When it comes to software on macOS, I say shut up and take my money. I get that people have limited funds and software can be expensive, but the Mac is unique in that artisan developers, very often small companies, can spend years making a polished application and sell it for a price that is a sustainable business. If you look at Windows or open sourced systems like FreeBSD and Linux, there's no library of beautiful and functional software like there is on the Mac. This is one of my frustrations on iOS - so many applications are polished just enough to make it to market, then they become abandonware.

The best news for software on the Mac is that the Mac App Store has largely been a dud.

What a horrible way to learn that Zooom/2 has been discontinued! I use it all the time, and much prefer it to the other window managers I've tried. (And I was happy to pay for a license, and would have been happy to pay for an update license as well...) Requiescat in pace.

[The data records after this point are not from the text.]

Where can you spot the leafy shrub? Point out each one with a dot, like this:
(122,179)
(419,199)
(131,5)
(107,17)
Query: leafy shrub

Watcher wrote "Because after 2 decades of using Windows and about 6 years of using GNU/Linux, I had a firm idea of what was "a simple feature some developer decided to add and release for free" and what actually deserved big bucks"

You don't write software, do you. I'm guessing you don't actually have any idea what is a simple feature, and what is not.

> but looking at the reviews it seems that this “trivial” feature was difficult to get working properly and didn’t bring in enough revenue, so now it’s discontinued.

It's discontinued because much better, much more sensibly-priced software like BetterTouchTool and Karabiner made it obsolete.

> You don't write software, do you. I'm guessing you don't actually have any idea what is a simple feature, and what is not.

I'm a professional software developer, so I do have at least some idea.